Table 2 Description of utilized features according to five CNN models and their corresponding feature vectors for each image

Full size table

This study used five pre-trained CNN models as below:

ResNet-101 architecture [42] consists of 101 layers, but it suffers from complexity and time cost.
GoogleNet architecture [43] consists of 22 layers.
SqueezeNet architecture [44] consists of 18 layers that are based on a smaller network with few parameters
DenseNet201 architecture [45] consists of 210 layers. The power of DenseNet architecture is more than ResNet architecture, but it needs more memory in the training step.
MobileNetV2 architecture [46] is focused on an inverted residual model to filter the effective features

The GRU [22] algorithm is based on the RNN [47]. In RNN, gradient problems and the time computational are produced because it can't learn long-term dependencies. It consists of two outputs i.e., h_t and o_t as shown in the following Eqs. (1,2):

$$h_{t} = f\left( {W_{h} h_{t - 1} + W_{{{\text{hx}}}} x_{t} + b_{h} } \right)$$

(1)

$$o_{t} = f\left( {W_{0} h_{t} + b_{0} } \right)$$

(2)

where f is the activation function on all nodes in the RRN network, h _t is a hidden state, t is the time step, W is weight and b is bias. To solve the time computational in RNN, GRU is used to reduce the features extracted from CNN models by using the update gate (z_t), reset gate (r_t), and current memory gate ($\overset{\lower0.5em\hbox{$\smash{\scriptscriptstyle\smile}$}}{h}_{t}$) as the following Eqs. (3, 4 and 5).
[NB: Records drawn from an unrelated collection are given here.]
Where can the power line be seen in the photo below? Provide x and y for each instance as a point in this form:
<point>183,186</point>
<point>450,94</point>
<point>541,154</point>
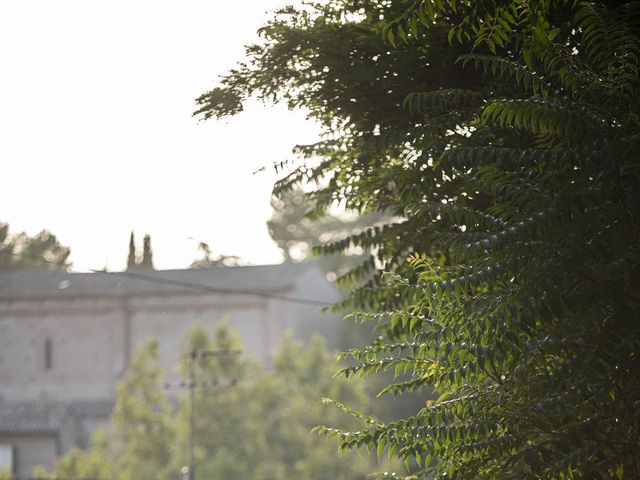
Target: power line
<point>185,284</point>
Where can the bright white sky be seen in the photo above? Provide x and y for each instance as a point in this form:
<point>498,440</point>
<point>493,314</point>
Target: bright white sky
<point>97,138</point>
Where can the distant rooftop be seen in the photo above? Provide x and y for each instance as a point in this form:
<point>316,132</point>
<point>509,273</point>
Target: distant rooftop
<point>33,417</point>
<point>264,278</point>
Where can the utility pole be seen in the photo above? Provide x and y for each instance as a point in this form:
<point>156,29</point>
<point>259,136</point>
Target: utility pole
<point>190,471</point>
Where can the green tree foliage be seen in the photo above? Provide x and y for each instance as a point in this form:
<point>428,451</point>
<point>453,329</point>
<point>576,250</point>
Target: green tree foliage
<point>140,438</point>
<point>296,231</point>
<point>22,252</point>
<point>255,425</point>
<point>511,286</point>
<point>250,423</point>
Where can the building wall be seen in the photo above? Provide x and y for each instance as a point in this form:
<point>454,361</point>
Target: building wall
<point>30,451</point>
<point>86,349</point>
<point>91,340</point>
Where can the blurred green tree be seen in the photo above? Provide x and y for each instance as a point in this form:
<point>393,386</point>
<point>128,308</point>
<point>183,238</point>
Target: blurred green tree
<point>40,252</point>
<point>251,423</point>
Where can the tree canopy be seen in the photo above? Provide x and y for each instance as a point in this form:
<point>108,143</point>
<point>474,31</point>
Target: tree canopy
<point>40,252</point>
<point>507,136</point>
<point>250,423</point>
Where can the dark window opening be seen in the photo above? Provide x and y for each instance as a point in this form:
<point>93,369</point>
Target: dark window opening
<point>48,354</point>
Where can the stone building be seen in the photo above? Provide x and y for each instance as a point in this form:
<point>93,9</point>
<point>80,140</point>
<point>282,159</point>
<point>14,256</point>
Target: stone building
<point>66,338</point>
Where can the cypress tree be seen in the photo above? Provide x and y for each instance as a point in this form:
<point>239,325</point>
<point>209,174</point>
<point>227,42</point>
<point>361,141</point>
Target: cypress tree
<point>147,254</point>
<point>131,260</point>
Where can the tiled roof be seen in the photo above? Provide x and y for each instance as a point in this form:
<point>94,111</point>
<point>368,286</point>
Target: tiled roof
<point>264,278</point>
<point>33,417</point>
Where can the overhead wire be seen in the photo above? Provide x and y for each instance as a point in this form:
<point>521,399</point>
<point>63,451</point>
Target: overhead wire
<point>184,284</point>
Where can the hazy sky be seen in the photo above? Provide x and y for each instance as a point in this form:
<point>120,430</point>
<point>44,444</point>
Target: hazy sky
<point>97,138</point>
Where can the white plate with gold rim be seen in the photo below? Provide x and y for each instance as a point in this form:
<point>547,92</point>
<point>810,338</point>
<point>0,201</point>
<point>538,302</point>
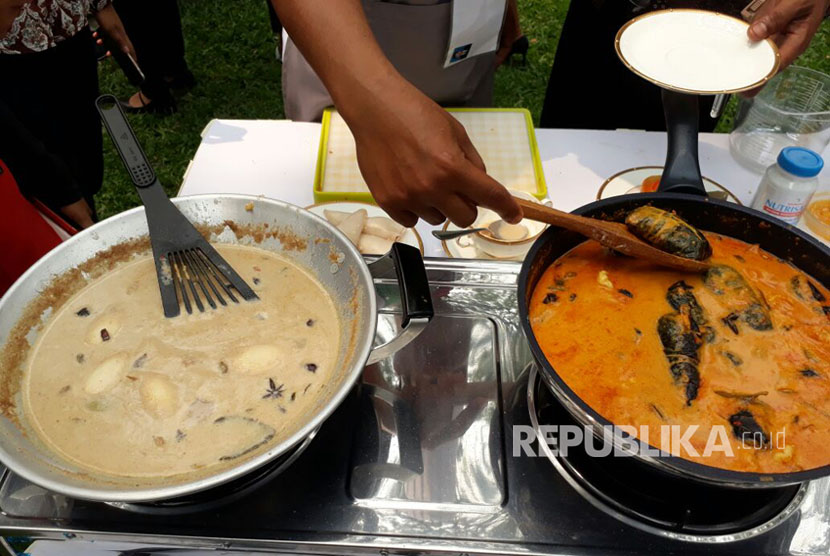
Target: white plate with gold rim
<point>631,181</point>
<point>696,51</point>
<point>464,248</point>
<point>410,235</point>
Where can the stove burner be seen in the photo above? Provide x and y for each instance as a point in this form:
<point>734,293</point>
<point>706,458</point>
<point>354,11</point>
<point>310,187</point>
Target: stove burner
<point>221,495</point>
<point>657,502</point>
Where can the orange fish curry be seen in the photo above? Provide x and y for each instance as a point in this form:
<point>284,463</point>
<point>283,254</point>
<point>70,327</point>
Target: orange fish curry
<point>744,347</point>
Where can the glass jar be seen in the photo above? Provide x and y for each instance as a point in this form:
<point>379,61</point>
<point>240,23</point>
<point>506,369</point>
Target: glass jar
<point>788,185</point>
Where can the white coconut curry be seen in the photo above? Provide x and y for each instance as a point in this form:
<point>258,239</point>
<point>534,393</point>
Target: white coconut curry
<point>115,387</point>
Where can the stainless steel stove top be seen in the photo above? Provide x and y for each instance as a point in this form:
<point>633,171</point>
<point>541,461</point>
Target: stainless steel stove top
<point>419,460</point>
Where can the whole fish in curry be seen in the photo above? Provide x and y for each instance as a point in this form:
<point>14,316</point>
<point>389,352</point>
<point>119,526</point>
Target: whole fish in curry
<point>745,346</point>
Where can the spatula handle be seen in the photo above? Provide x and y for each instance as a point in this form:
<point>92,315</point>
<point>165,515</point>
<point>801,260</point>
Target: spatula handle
<point>125,141</point>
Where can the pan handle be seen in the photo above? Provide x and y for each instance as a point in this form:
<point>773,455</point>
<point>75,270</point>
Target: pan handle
<point>407,265</point>
<point>125,141</point>
<point>681,173</point>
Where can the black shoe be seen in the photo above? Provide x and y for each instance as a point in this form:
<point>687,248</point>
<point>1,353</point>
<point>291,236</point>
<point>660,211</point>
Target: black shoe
<point>152,107</point>
<point>520,47</point>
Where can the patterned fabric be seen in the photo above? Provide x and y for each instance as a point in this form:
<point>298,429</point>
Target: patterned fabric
<point>45,23</point>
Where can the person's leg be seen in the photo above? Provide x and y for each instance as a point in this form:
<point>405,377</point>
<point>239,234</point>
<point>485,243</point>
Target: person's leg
<point>71,128</point>
<point>79,131</point>
<point>154,26</point>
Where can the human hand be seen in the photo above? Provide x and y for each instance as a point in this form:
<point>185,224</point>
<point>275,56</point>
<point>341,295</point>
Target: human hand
<point>790,23</point>
<point>111,23</point>
<point>418,162</point>
<point>79,212</point>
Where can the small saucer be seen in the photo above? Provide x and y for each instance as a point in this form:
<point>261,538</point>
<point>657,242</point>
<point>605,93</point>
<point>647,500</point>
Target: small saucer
<point>463,248</point>
<point>696,51</point>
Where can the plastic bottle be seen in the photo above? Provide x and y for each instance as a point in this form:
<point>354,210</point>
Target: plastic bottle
<point>787,186</point>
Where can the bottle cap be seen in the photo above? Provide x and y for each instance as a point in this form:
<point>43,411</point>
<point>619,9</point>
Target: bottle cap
<point>800,162</point>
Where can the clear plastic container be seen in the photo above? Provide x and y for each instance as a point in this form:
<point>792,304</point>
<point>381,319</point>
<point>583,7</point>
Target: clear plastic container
<point>793,109</point>
<point>788,185</point>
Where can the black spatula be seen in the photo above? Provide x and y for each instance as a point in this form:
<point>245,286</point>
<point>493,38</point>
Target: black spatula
<point>190,271</point>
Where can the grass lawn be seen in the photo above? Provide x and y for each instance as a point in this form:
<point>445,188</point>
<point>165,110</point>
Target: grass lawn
<point>230,48</point>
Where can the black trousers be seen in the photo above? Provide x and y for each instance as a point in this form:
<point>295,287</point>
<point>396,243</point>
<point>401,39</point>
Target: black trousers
<point>590,88</point>
<point>155,29</point>
<point>52,95</point>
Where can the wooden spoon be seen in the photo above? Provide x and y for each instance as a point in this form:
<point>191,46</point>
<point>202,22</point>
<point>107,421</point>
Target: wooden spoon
<point>610,234</point>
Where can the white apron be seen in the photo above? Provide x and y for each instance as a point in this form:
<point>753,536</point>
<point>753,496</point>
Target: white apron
<point>415,36</point>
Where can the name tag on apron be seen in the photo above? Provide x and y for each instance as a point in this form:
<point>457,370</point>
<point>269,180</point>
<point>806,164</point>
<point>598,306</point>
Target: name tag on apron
<point>476,26</point>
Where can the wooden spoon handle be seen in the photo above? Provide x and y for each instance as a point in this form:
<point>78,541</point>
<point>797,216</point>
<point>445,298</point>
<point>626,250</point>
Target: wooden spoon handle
<point>589,227</point>
<point>610,234</point>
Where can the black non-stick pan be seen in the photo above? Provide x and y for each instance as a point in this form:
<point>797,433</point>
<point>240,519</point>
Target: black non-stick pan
<point>681,190</point>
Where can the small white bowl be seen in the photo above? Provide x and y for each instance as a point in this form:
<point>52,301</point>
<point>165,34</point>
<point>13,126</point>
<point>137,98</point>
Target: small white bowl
<point>503,248</point>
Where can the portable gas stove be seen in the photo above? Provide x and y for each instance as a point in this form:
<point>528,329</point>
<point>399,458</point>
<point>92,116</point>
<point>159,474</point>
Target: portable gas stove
<point>420,460</point>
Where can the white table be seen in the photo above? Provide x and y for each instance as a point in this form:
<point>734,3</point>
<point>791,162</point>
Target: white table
<point>277,158</point>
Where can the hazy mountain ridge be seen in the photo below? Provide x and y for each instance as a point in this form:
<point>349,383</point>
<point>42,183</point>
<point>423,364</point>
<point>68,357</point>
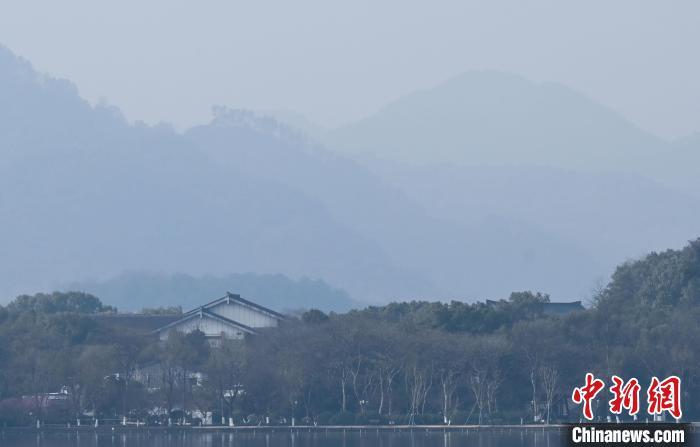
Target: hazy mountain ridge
<point>489,117</point>
<point>130,291</point>
<point>248,194</point>
<point>463,260</point>
<point>87,195</point>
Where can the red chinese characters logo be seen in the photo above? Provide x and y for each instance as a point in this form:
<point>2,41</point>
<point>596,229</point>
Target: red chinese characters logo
<point>665,396</point>
<point>624,396</point>
<point>587,393</point>
<point>661,396</point>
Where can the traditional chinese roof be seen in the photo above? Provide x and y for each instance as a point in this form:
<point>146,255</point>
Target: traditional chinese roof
<point>231,297</point>
<point>201,312</point>
<point>205,311</point>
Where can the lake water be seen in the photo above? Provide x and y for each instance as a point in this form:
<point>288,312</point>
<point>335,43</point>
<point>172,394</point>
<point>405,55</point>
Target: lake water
<point>502,438</point>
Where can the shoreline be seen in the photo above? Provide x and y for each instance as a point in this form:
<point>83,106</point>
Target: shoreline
<point>245,429</point>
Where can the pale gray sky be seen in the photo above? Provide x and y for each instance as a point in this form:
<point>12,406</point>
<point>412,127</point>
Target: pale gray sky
<point>335,62</point>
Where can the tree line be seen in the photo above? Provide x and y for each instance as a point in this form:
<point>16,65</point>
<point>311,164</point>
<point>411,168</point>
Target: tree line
<point>416,362</point>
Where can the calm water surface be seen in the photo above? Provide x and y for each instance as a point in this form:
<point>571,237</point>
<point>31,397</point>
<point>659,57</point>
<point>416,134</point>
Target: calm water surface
<point>331,439</point>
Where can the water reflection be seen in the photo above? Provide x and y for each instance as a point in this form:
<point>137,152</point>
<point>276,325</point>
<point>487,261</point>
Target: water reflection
<point>367,438</point>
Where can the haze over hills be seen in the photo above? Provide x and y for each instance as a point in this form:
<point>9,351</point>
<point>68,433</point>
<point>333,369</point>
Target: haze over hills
<point>129,291</point>
<point>488,117</point>
<point>84,194</point>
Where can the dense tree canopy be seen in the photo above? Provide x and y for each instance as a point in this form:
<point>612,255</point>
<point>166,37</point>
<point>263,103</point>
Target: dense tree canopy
<point>407,362</point>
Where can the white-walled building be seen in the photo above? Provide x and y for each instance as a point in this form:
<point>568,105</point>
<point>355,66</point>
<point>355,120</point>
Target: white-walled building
<point>230,316</point>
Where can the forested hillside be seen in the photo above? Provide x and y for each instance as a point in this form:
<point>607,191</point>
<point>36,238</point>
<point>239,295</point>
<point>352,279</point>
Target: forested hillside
<point>406,362</point>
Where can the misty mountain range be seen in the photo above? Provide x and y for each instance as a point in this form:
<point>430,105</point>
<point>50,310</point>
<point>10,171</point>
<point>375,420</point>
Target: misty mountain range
<point>486,184</point>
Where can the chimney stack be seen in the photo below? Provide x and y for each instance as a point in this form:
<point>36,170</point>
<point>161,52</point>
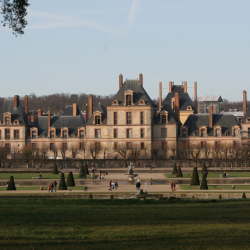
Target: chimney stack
<point>140,80</point>
<point>16,98</point>
<point>48,118</point>
<point>177,106</point>
<point>160,96</point>
<point>185,87</point>
<point>120,80</point>
<point>74,109</point>
<point>26,108</point>
<point>210,116</point>
<point>195,97</point>
<point>244,102</point>
<point>170,87</point>
<point>90,105</point>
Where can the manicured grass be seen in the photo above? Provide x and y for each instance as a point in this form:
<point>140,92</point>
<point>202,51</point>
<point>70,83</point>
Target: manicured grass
<point>216,187</point>
<point>44,176</point>
<point>124,224</point>
<point>212,175</point>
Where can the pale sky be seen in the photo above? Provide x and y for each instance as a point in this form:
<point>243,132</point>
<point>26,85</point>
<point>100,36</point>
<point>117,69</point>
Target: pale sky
<point>81,46</point>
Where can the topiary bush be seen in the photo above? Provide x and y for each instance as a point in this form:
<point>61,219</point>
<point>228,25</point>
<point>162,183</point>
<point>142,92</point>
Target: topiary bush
<point>81,171</point>
<point>174,169</point>
<point>204,183</point>
<point>11,184</point>
<point>179,173</point>
<point>195,177</point>
<point>86,169</point>
<point>62,184</point>
<point>70,180</point>
<point>55,171</point>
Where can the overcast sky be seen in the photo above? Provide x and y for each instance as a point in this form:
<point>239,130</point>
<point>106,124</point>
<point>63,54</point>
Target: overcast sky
<point>81,46</point>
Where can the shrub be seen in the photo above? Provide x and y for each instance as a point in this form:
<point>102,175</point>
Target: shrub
<point>179,173</point>
<point>70,180</point>
<point>174,169</point>
<point>55,171</point>
<point>195,177</point>
<point>62,184</point>
<point>11,184</point>
<point>86,169</point>
<point>204,183</point>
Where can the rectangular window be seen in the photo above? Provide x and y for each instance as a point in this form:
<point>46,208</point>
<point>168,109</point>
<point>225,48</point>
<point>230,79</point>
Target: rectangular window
<point>115,133</point>
<point>97,133</point>
<point>163,132</point>
<point>128,118</point>
<point>52,134</point>
<point>52,146</point>
<point>16,134</point>
<point>81,145</point>
<point>34,134</point>
<point>65,134</point>
<point>163,119</point>
<point>142,118</point>
<point>142,133</point>
<point>115,118</point>
<point>129,133</point>
<point>81,133</point>
<point>7,134</point>
<point>97,119</point>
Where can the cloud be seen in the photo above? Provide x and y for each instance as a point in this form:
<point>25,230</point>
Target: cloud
<point>45,20</point>
<point>132,12</point>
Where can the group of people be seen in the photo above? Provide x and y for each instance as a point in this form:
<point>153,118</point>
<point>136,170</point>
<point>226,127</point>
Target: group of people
<point>113,185</point>
<point>52,186</point>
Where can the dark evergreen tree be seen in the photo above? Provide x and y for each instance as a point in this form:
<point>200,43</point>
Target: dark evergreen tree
<point>179,173</point>
<point>62,184</point>
<point>86,169</point>
<point>204,183</point>
<point>174,169</point>
<point>70,180</point>
<point>55,171</point>
<point>11,184</point>
<point>195,177</point>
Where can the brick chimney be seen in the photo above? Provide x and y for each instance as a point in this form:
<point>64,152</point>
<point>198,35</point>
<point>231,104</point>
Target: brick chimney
<point>170,87</point>
<point>195,97</point>
<point>16,98</point>
<point>74,109</point>
<point>141,80</point>
<point>90,105</point>
<point>177,106</point>
<point>120,80</point>
<point>160,96</point>
<point>210,116</point>
<point>185,87</point>
<point>48,118</point>
<point>26,108</point>
<point>244,102</point>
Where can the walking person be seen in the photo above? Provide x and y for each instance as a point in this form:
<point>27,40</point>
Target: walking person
<point>55,185</point>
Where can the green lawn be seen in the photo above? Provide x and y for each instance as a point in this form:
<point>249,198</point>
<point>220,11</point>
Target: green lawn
<point>124,224</point>
<point>216,187</point>
<point>44,176</point>
<point>212,175</point>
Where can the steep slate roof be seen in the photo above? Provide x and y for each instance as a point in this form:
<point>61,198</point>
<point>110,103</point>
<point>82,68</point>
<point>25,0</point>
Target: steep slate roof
<point>101,109</point>
<point>139,93</point>
<point>185,99</point>
<point>67,120</point>
<point>226,122</point>
<point>171,115</point>
<point>16,113</point>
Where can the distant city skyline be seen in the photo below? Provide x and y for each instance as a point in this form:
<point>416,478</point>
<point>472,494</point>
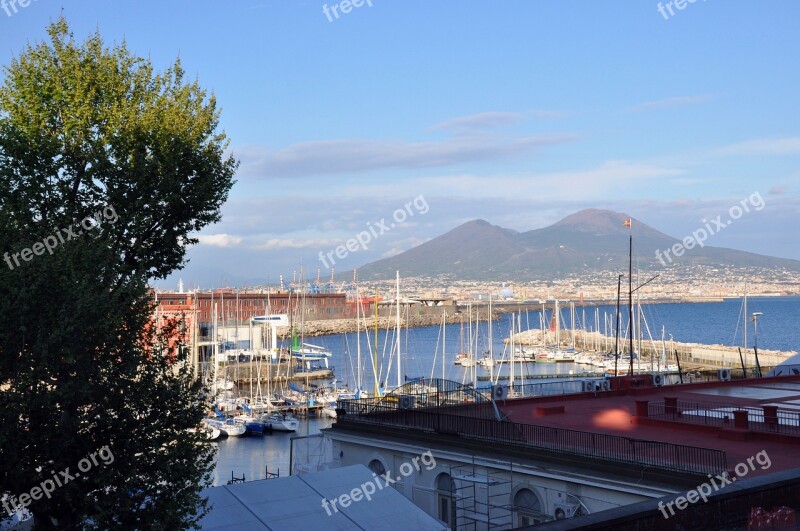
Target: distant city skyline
<point>519,115</point>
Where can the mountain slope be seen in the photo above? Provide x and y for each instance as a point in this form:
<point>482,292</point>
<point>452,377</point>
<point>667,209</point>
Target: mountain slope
<point>589,240</point>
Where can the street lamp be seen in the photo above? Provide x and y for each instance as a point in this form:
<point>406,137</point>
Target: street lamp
<point>754,317</point>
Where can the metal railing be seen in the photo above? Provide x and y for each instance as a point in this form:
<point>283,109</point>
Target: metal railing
<point>614,448</point>
<point>721,415</point>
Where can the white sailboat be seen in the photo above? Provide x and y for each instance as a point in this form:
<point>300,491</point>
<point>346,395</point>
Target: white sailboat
<point>280,422</point>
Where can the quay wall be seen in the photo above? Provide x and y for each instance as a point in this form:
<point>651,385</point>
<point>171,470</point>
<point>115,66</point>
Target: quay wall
<point>692,353</point>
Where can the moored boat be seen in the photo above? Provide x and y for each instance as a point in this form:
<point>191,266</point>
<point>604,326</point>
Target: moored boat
<point>280,422</point>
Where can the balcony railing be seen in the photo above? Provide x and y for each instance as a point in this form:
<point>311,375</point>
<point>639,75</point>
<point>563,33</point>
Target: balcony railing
<point>764,418</point>
<point>587,445</point>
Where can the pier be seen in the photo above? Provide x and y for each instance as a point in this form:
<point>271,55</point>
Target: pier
<point>694,355</point>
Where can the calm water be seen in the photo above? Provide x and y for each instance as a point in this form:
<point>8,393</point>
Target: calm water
<point>709,323</point>
<point>252,456</point>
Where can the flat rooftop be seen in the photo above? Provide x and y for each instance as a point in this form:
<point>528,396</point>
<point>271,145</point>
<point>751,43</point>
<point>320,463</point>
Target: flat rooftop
<point>673,432</point>
<point>702,416</point>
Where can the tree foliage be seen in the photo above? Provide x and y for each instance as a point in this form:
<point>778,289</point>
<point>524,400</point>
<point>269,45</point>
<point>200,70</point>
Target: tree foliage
<point>90,131</point>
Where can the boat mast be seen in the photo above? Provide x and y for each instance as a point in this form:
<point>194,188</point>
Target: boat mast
<point>375,354</point>
<point>397,323</point>
<point>630,290</point>
<point>444,340</point>
<point>744,321</point>
<point>358,341</point>
<point>491,349</point>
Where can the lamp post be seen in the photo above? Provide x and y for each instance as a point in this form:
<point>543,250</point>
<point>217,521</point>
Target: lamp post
<point>754,318</point>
$$z_{t} = \sigma \left( {W_{XZ } X_{t } + W_{0Z} O_{t - 1 } + b_{z} } \right)$$

(3)

$$r_{t} = \sigma \left( {W_{Xr } X_{t } + W_{0r} O_{t - 1 } + b_{r} } \right)$$

(4)

$$\overset{\lower0.5em\hbox{$\smash{\scriptscriptstyle\smile}$}}{h}_{t} = f\left( {W_{h} h_{t} + W_{hx} \left( {r_{t} \odot h_{t - 1} } \right) + b_{h} } \right)$$

(5)

where $W_{{\text{XZ }}} ,{ }W_{{\text{Xr }}} \;{\text{and}} \;W_{h}$ are weights of the input vector, while $W_{0Z} ,{ }W_{0r} ,W_{hx}$ are weights of the preceding time step. bz, br, and b_h are bias. The update gate implies the prior information must be transferred to the future. The function of the update gate in GRU is similar to the function of the output gate in LSTM. The reset gate implies the prior information should be forgotten. The function of the reset gate in GRU is similar to the function of the input gate and the forget gate in an LSTM. The function of the current memory gate is to reduce the impact that prior information has on the present information that is being transferred to the future.

The output of the CRU layer is used for inputting BiLSTM [48] based on forwarding LSTM and backward LSTM to recognize the features in both the forward and backward directions. The LSTM is based on long-term memory using three gates, including input (i_t), forget (f_t), and output gate (g_t) as in Eqs. (6, 7 and 8).

$$i_{t} = \sigma \left( {W_{Xi } X_{t } + W_{hi} h_{t - 1 } + b_{i} } \right)$$

(6)

$$f_{t} = \sigma \left( {W_{Xf } X_{t } + W_{hf} h_{t - 1 } + b_{f} } \right)$$

(7)

$$g_{t} = \tanh \left( {W_{Xg } X_{t } + W_{hg} h_{t - 1 } + b_{i} } \right)$$

(8)

where ${W}_{Xf }, {W}_{Xf }\, {\mathrm\,{and} W}_{xg}$ are weights of the input vector, while ${W}_{hi}, {W}_{hf},{W}_{hg}$ are weights of the preceding time step. bi and bf are biased.

Finally, 1000 systematic features were generated from each image using six combined layers, which were stored in a feature vector.

The proposed GRU-BiLSTM architecture for deep learning predictive network includes four blocks as manifested in Fig. 3. The first block includes deep features from the CNN network. The second block consists of six layers including temporal features based on GRU-BiLSTM architecture. The six layers are sequences input layer, GRU with 500 layers, BiLSTM with 500 layers, dropout layer 0.25, BiLSTM with 500 layers, and dropout layer 0.25. The third block includes the classification using an FCL with a softmax layer. The last block is the output layer that is used to measure the classifier's performance.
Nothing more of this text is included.